Si fuese necesario nombrar de algún modo este fenómeno, lo llamaría “la necesaria actualización de las dinámicas socioculturales del país”, porque engloba lo artístico pero es expresión de algo mucho más abarcador, una suerte de crisis —en el sentido positivo del término— integral; porque sería ingenuo suponer que es posible actualizar el modelo económico, modificar las leyes, introducir transformaciones profundas en las finanzas, en el mercado, en las familias, el acceso a la información, las relaciones con la diáspora, y tantos otros aspectos que afectan la vida cotidiana del pueblo, sin que esas nuevas circunstancias conduzcan, de forma natural, a una readecuación de los modos de vivir y las aspiraciones de las personas, o sea, a una nueva manera de relacionarnos entre nosotros y con el mundo.
El hecho de que esa “necesaria actualización” se hiciera visible en el sector de la cultura se debe, en mi opinión, a que este es un sector inquieto, más rebelde si se quiere, más dinámico. Y la brusquedad con que se manifestó es consecuencia de la ofuscación de esa burocracia que siempre se resiste a los cambios e intenta postergarlos. Muchos reclamos se han hecho en este sentido, particularmente en los últimos años. No se trata pues de casos aislados, ni son cambios cosméticos lo que se necesita: son transformaciones profundas que exigen reflexión, debate, consenso nacional. Pero posponer u obstaculizar el análisis público, censurar las opiniones críticas y limitar el alcance de esa “necesaria actualización” solo a este sector nos obligaría, en el mediano o el corto plazo, a enfrentar otras manifestaciones del mismo fenómeno en sectores distintos de la sociedad.

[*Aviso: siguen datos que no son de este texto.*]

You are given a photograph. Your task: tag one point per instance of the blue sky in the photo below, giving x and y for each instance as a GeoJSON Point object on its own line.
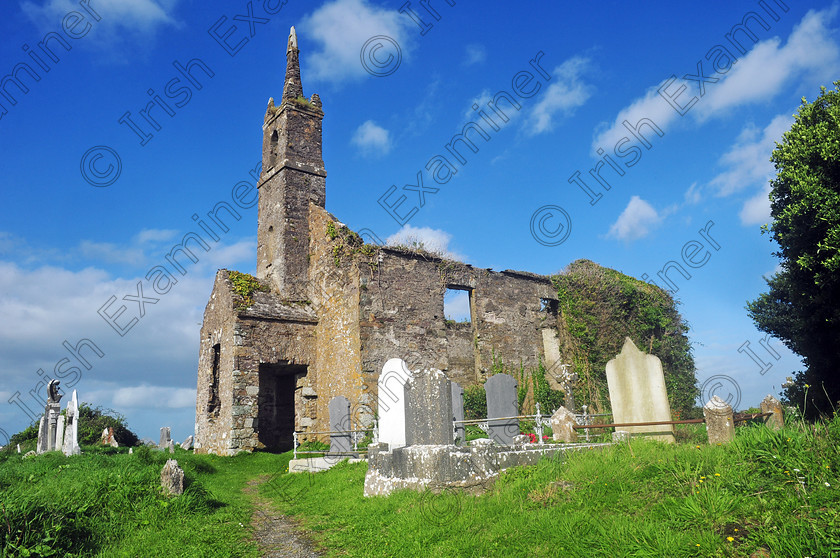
{"type": "Point", "coordinates": [90, 205]}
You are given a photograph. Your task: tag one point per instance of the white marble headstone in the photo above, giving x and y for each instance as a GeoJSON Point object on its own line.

Las diversas formas de activismo que por estos meses confluyen y atraviesan todos los estratos de la sociedad, desde los barrios marginales hasta la academia y el arte, son una señal de esa complejidad y de la utilidad de un enfoque sistémico, que observe y responda a las exigencias peculiares de cada sector pero que alce la vista también hacia la sociedad civil en su conjunto, que tome en cuenta el país que esa sociedad de hoy sueña y el contexto global donde está inmersa.

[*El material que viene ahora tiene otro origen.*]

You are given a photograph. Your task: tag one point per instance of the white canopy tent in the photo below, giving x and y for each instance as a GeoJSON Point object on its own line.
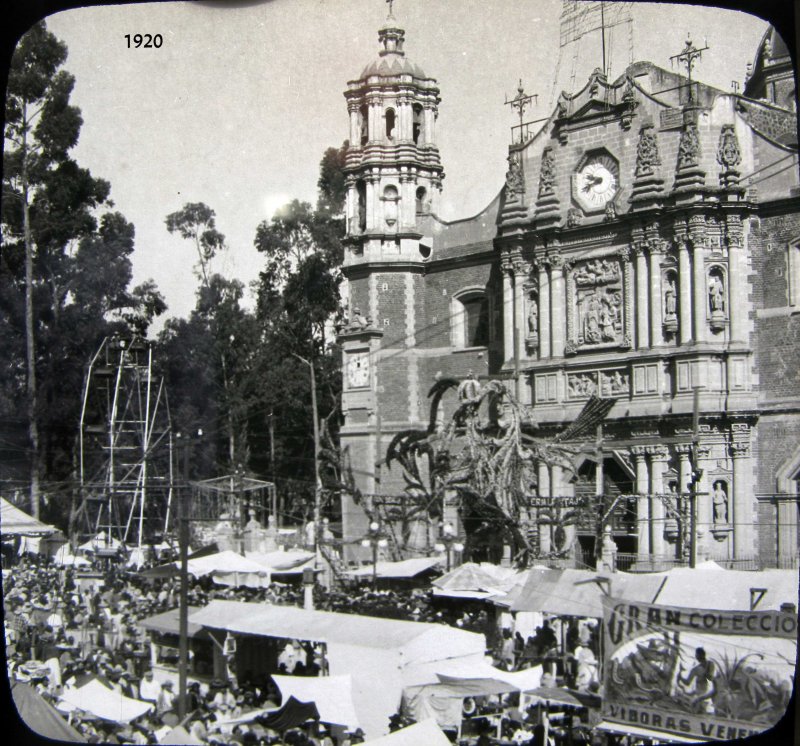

Muchos estudiosos cubanos han abordado desde las ciencias sociales, antes y después del 27 de noviembre, la complejidad de esta situación, y han aconsejado a las instituciones un cambio de actitud. Muchos artistas también lo han hecho desde el arte. La cuestión más difícil es, por supuesto, definir cuáles han de ser los cambios que se necesitan. Para esto justamente era el diálogo, no solo aquel diálogo presencial inclusivo que se exigió y que con tanta furia fue abortado a inicios de diciembre, sino el diálogo continuo a través de los medios, el diálogo de la sociedad consigo misma en un ágora sin presiones o condicionamientos ilegítimos.
Seis meses después de aquel intento, a pesar del encono con que unos tratan todavía de machacar a otros, la única alternativa mutuamente ventajosa sigue siendo el diálogo, pues las divergencias no son una enfermedad, sino la condición natural de cualquier pueblo, y no se pueden extirpar.

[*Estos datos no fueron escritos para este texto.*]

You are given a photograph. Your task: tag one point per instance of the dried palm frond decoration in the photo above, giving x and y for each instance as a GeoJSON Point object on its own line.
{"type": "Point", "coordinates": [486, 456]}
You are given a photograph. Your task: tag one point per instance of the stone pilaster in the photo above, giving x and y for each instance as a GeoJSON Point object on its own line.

El garrote y la mordaza no son la salida, nunca lo fueron; como no lo son una insurrección o una intervención extranjera que aquí (casi) nadie desea. De modo que se hace indispensable aprender a convivir, a construir consensos; y reservar palabras como “enemigo”, “mercenario” y “traidor” para quien de veras las merezca. Ciertas prácticas tendrían que cambiar entonces, y algunas personas deberían ofrecer disculpas. Pero la franqueza, el respeto y la humildad abrirían el horizonte.
Sin embargo, por paradójico que resulte, la opción más improbable sigue siendo el diálogo.
Los oficialistas, los revolucionarios y tú
El avasallamiento de un pueblo tiene siempre un componente cultural que lo induce a someterse y que pasa por la aceptación acrítica de ciertas ideas, es decir, de ciertos significados que se endilgan a las palabras. Entre esas palabras hay dos de especial relevancia: “oficialista” y “revolucionario”.